Since moving to Hoover in 1970, Flo said she witnessed the community’s amazing transformation.
“When we moved in there wasn’t a house on either side of ours, and a man building a home down the road set fire to the huge woods that was around us during construction,” she said. “About all there was back then were Mr. Hoover’s insurance business, a Western Grocery Store and two service stations and that’s about it.”
Flo said she continues to be astonished by the Hoover’s growth, calling it “the only place to live.”
“Everyone is so nice,” she said. “When I fell down our steep driveway some years ago, the post office people were so wonderful that they put a mailbox in my carport and bring my mail up the hill. I told my post lady that really made me feel special.”
Asked her feelings about reaching the century mark, Flo said the occasion was never high on her priority list.
“I really never thought about it. It never crossed my mind,” she said. “But the best part of my life was my family and, though I would choose to be a vegetarian, I’d live it all over again.”
When Rittenhouse Senior Living resident Louise Driver is asked what helped her live to be 103 years old, she provides an honest answer.
“I don’t know,” she said.
Driver was born in Killen, Alabama, just outside of Florence and Muscle Shoals, in 1912. She celebrated her 103rd birthday at Rittenhouse on July 3.
Driver’s nephew, Richard McMurtrey, credits Driver’s healthy lifestyle and her strong religious beliefs as what allowed her to live a long life.
“She reads her Bible every day,” McMurtrey said. “[She had] good living habits.

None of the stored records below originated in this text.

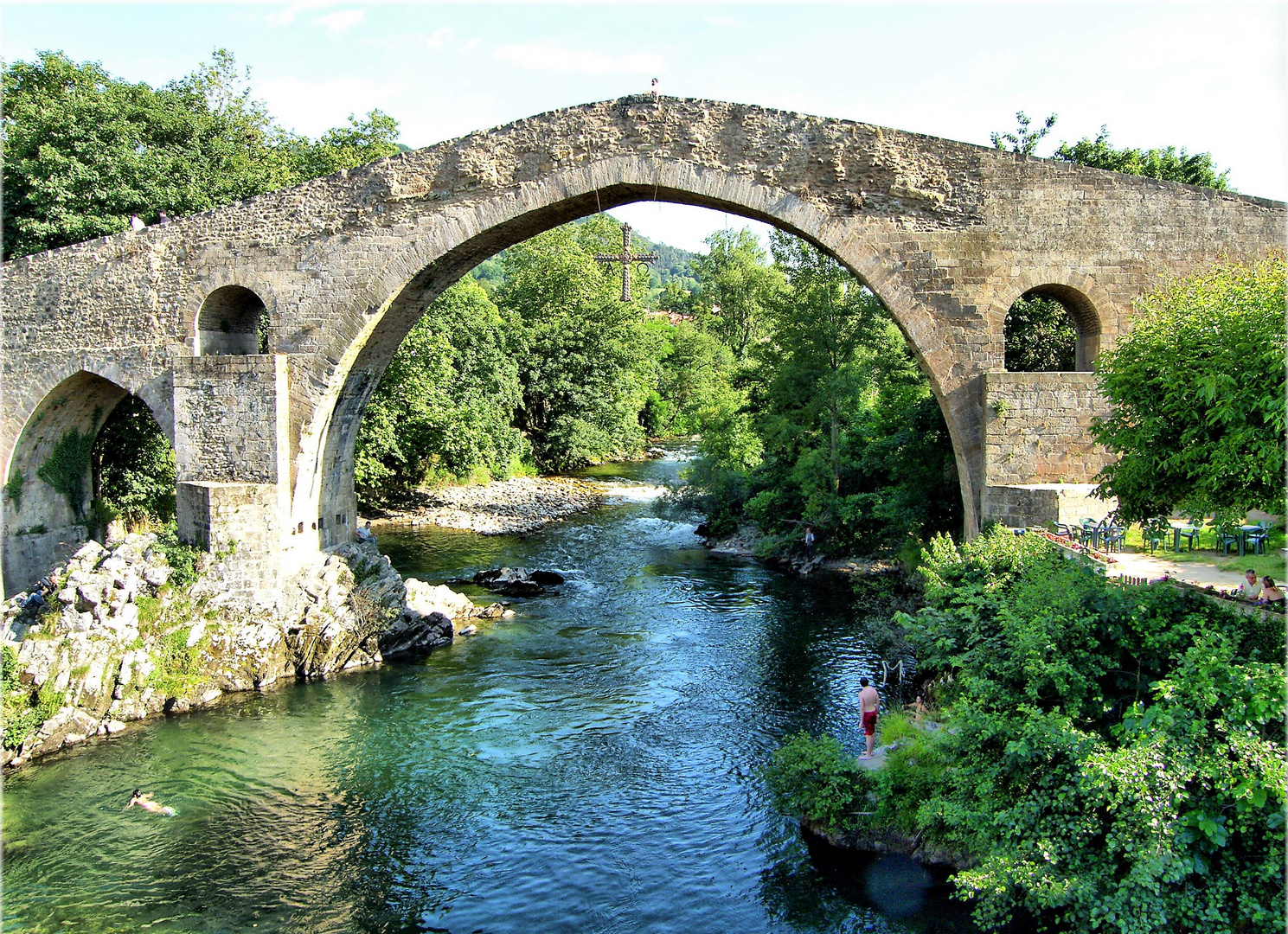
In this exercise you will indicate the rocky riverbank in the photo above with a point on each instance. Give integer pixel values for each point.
(123, 638)
(513, 507)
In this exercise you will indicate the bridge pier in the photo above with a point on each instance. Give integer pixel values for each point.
(231, 420)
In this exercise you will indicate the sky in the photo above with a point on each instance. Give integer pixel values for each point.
(1200, 75)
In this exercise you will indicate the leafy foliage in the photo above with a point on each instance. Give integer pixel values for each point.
(176, 666)
(445, 400)
(134, 465)
(1041, 336)
(1198, 396)
(15, 487)
(83, 150)
(1117, 755)
(816, 778)
(829, 420)
(586, 360)
(737, 290)
(67, 467)
(1166, 163)
(1024, 141)
(183, 560)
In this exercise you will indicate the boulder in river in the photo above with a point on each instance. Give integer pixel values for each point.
(518, 581)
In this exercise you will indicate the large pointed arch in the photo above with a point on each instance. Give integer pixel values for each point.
(397, 295)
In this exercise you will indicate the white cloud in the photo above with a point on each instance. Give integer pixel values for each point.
(286, 16)
(315, 107)
(340, 21)
(439, 37)
(552, 57)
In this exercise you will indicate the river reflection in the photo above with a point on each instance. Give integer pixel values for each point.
(589, 765)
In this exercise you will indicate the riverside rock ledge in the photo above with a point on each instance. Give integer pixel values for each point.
(119, 641)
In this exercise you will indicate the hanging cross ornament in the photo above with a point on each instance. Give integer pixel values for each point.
(626, 258)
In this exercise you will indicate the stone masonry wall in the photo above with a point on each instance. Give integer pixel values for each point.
(1038, 428)
(1040, 504)
(945, 234)
(241, 525)
(229, 418)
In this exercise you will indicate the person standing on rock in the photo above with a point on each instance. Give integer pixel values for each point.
(144, 800)
(869, 702)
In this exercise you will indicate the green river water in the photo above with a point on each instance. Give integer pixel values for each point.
(590, 765)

She never smoked or drank.”
Throughout her life, Driver has always been involved in church, but did not do a lot of socializing outside of church, McMurtrey said. After her first husband died, Driver earned a living by turning a hobby into a way to make money. She took sewing orders from members of her community.

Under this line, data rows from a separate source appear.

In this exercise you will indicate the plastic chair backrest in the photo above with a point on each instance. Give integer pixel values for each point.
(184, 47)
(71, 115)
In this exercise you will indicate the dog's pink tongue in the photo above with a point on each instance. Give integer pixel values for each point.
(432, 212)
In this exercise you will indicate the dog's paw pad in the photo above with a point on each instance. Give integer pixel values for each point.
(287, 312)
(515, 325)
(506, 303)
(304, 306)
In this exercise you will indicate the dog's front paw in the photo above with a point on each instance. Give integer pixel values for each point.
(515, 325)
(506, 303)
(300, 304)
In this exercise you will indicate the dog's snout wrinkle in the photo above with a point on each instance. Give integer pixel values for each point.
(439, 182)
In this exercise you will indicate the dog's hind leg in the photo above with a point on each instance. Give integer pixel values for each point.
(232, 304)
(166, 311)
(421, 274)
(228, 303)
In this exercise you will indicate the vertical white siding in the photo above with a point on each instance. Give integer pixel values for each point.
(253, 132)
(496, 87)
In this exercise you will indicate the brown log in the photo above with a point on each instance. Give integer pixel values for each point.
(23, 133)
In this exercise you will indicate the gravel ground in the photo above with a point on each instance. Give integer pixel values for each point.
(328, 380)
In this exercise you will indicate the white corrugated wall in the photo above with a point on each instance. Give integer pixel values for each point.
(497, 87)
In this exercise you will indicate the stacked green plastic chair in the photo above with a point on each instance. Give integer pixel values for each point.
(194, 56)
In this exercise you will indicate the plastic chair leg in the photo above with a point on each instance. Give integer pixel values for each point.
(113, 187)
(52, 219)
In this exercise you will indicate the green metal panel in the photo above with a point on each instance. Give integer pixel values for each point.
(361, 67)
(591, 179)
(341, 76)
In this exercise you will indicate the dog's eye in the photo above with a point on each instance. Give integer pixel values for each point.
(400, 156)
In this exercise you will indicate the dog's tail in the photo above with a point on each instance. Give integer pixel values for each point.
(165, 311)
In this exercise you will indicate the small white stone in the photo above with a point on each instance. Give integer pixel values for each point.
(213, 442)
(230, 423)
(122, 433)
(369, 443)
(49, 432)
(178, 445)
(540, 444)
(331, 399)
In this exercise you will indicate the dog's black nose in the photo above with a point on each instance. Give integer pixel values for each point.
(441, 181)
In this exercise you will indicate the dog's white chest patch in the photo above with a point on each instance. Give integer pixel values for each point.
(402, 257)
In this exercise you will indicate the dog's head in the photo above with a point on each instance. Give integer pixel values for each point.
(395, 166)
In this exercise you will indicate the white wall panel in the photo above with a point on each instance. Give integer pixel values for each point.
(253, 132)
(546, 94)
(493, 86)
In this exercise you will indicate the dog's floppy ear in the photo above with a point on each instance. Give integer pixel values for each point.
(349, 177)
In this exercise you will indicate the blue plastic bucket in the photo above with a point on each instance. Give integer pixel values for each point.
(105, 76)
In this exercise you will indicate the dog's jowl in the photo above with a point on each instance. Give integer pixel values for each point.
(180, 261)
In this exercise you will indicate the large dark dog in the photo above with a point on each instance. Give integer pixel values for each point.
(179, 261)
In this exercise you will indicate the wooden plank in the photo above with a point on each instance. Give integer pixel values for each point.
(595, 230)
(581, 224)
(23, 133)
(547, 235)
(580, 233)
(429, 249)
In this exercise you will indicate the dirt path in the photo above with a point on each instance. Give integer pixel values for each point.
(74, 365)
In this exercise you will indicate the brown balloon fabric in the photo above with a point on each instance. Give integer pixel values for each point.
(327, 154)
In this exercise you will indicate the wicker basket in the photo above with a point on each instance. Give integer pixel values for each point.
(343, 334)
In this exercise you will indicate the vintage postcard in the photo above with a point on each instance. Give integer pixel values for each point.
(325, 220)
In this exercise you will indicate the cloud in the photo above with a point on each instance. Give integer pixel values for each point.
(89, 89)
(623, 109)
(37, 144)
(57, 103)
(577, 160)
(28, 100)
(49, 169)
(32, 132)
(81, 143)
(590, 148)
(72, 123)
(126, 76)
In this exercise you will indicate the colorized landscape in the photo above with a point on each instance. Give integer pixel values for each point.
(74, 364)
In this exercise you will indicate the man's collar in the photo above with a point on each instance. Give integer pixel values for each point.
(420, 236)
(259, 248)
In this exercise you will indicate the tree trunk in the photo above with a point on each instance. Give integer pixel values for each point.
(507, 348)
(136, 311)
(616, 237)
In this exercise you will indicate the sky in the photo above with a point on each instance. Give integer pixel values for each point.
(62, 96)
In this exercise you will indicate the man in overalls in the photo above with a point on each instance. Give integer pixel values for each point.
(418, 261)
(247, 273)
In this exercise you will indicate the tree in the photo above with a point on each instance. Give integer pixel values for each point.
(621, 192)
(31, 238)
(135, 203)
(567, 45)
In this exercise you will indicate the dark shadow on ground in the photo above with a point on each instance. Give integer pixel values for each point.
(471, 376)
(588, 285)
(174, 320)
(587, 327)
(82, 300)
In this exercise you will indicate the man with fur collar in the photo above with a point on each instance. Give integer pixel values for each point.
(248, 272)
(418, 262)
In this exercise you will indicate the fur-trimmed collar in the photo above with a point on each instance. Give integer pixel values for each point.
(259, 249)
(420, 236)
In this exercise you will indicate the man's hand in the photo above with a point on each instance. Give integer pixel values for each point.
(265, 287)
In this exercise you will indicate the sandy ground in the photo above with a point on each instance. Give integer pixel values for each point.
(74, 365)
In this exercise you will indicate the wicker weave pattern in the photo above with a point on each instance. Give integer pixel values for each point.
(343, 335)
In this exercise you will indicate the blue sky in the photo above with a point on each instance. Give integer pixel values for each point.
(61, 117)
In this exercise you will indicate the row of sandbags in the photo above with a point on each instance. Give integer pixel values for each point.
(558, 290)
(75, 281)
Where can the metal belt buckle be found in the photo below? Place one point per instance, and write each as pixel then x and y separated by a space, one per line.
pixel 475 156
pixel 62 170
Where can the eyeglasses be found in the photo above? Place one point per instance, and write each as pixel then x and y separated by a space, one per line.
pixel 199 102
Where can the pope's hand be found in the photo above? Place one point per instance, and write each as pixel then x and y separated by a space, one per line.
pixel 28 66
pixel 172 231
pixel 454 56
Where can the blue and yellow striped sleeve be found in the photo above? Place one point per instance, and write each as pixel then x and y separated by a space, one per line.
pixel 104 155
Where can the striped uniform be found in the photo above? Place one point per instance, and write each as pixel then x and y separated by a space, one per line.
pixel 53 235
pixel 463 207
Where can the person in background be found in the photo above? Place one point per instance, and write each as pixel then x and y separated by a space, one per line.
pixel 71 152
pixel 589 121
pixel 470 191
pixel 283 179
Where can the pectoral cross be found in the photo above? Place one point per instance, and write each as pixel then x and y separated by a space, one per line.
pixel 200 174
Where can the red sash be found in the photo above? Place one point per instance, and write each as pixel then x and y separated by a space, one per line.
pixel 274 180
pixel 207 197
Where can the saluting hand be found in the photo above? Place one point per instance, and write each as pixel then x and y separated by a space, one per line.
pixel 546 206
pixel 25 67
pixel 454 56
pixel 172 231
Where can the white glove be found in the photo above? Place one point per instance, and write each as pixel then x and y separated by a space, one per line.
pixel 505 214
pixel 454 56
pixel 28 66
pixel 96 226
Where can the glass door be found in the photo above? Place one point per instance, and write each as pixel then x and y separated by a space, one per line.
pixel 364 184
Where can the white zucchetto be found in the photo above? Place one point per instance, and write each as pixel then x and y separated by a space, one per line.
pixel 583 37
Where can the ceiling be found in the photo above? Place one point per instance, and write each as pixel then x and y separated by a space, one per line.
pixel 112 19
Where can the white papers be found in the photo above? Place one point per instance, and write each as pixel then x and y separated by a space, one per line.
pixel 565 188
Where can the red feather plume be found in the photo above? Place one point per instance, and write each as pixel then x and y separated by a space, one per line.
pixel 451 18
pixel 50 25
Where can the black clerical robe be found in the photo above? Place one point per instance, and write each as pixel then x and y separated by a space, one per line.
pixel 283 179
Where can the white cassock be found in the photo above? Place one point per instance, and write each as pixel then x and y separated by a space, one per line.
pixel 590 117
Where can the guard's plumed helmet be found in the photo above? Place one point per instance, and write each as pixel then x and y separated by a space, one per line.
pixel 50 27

“She sewed wedding dresses, suits, anything anybody wanted or needed,” McMurtrey said.
Driver also enjoyed quilting and still uses one of the quilts she made to keep her warm at Rittenhouse.
“She is a very talented woman,” Rittenhouse representative Viki Mullins said.
After 103 years, Driver isn’t shy in talking about her accomplishments.
“I do everything,” she said. “I cook, I clean, I keep the house.”
Driver eventually met and married her second husband, Daniel Driver, who was a train conductor in Pennsylvania. They eventually settled in Vestavia Hills for retirement. Driver moved back to Muscle Shoals after Daniel passed away from cancer. She has been in assisted living at Rittenhouse in Hoover for about five months.
“She’s just a good, nice woman,” McMurtrey said. “She has been all her life to me, to everyone.”